As a Producer, Writer, and Photographer for Feed the Children, I’ve had the life-changing opportunity to travel the world and produce programs and videos, as well as photograph our work internationally. Over the years, I’ve interviewed thousands of people that we serve — from many countries, tribes, villages, slums — you name it. Sadly, many of these people are far removed from the conscience of the world. They have no electricity, no iPhones, iPads, computers — in essence, no voice in our modern culture. Yet, despite the enormous hardships and suffering they endure on a daily basis, they are truly some of the strongest people I’ve ever met.

I’m getting ready once again for a very big trip. I’ll be traveling with two other videographers/photographers to Kenya, Uganda, and the Philippines for the entire month of November – which will be the longest and farthest trip I’ve taken so far in my tenure at Feed the Children.

Tanya M. ROloff Photography
Tanya M. Roloff Photography

But despite the ENORMOUS task of preparing to be gone that long, I am driven to push through all the details — packing, dangers, exhaustion, thousands of miles of travel, and obstacles — for two main reasons. The first reason is to continue to bring help and hope to the many children and families who do not have access to food and life’s essentials. This is the mission of Feed the Children, and the heart of God as well, and is what drives me into the oftentimes dangerous places we go to get the stories that help us continue to raise awareness and support for the work Feed the Children does.

And the second reason is to give these amazing children and people a voice.
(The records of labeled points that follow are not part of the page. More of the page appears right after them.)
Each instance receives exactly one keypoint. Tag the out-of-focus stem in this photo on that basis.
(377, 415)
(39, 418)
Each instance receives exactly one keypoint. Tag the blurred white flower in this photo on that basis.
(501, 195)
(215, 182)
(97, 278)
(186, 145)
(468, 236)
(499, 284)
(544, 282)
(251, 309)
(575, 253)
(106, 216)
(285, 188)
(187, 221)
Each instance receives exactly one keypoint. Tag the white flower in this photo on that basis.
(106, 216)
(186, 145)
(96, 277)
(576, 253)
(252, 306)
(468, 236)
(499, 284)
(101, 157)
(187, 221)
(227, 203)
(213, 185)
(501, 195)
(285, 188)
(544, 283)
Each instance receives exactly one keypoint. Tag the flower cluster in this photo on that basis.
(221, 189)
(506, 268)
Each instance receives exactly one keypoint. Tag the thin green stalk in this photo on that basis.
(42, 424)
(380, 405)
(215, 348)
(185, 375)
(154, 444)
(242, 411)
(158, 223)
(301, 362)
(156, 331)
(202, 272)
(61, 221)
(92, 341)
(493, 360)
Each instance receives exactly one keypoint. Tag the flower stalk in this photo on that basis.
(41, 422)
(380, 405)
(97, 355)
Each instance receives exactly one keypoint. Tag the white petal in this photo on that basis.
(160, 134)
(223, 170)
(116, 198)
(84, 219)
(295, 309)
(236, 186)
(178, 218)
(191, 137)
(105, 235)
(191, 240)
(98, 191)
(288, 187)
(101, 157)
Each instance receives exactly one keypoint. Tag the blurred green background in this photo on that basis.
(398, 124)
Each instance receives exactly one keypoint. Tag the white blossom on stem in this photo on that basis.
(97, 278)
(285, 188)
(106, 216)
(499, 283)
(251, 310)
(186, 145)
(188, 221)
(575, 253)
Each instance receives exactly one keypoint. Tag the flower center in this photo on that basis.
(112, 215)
I was doing a story in El Salvador a few years back and one of our security guards who accompanied us told me at the end of our trip that it was a great thing we were doing by interviewing and talking to the families. He sort of got emotional and said, “Were it not for us getting their story, they might die having never been known.”
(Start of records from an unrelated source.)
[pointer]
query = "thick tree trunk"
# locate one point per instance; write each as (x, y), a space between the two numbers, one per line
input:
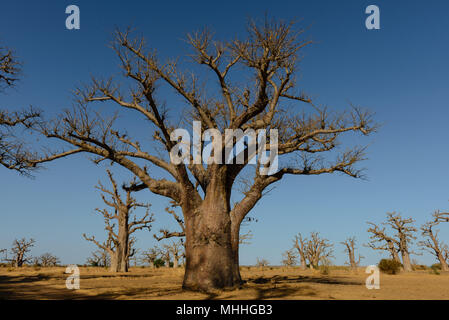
(114, 267)
(210, 258)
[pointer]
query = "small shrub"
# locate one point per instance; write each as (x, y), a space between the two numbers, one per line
(390, 266)
(436, 268)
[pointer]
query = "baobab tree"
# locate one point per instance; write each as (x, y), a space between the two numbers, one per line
(13, 150)
(432, 243)
(165, 233)
(119, 241)
(176, 250)
(318, 250)
(255, 90)
(300, 244)
(350, 249)
(166, 256)
(150, 256)
(20, 249)
(379, 240)
(399, 243)
(99, 258)
(289, 258)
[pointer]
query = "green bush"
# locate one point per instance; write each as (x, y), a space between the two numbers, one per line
(389, 266)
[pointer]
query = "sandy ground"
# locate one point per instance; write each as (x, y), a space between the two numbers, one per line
(267, 283)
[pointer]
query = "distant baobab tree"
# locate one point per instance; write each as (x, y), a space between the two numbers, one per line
(48, 260)
(19, 251)
(166, 256)
(176, 250)
(432, 244)
(164, 233)
(350, 248)
(300, 245)
(398, 243)
(255, 88)
(119, 241)
(290, 257)
(99, 258)
(312, 251)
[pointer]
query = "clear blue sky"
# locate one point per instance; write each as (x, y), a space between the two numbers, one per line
(400, 72)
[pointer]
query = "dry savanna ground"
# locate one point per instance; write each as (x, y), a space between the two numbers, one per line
(261, 283)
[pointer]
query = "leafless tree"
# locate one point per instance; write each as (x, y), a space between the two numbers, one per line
(350, 249)
(289, 258)
(379, 240)
(318, 250)
(10, 68)
(260, 262)
(176, 250)
(150, 256)
(48, 260)
(300, 244)
(13, 151)
(399, 243)
(166, 256)
(432, 243)
(20, 249)
(308, 138)
(119, 242)
(99, 258)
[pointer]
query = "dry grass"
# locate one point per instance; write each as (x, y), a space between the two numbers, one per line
(262, 283)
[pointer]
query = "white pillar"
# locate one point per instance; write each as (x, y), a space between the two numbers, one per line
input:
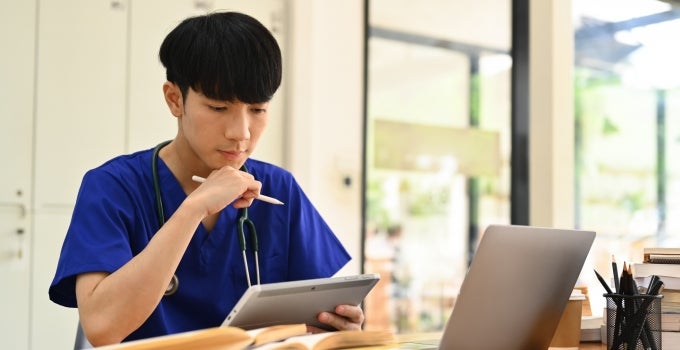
(551, 139)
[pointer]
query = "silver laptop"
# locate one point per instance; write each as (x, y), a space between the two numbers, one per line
(517, 286)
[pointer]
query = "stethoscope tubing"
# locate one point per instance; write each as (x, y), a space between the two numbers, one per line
(242, 221)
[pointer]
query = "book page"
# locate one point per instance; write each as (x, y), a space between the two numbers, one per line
(334, 340)
(276, 333)
(223, 338)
“Die having never been known.” Those words are permanently marked on my heart. I’ll never forget them. This, to me, is one of the biggest rewards of my work — to give these resilient, beautiful, talented, incredible people a voice and a platform to share their struggles, hopes, dreams, pains, fears … a platform so many of us have at our fingertips, yet take for granted. Truth be told, they’re always the ones that help me more than I could ever imagine by allowing me to tell their stories. And despite all the jet-lag, sickness, and every other challenge we face, it’s worth it all in the end! I take a piece of them with me everywhere I go. They’ve left an indelible impression on my heart and I can’t wait for what lies ahead.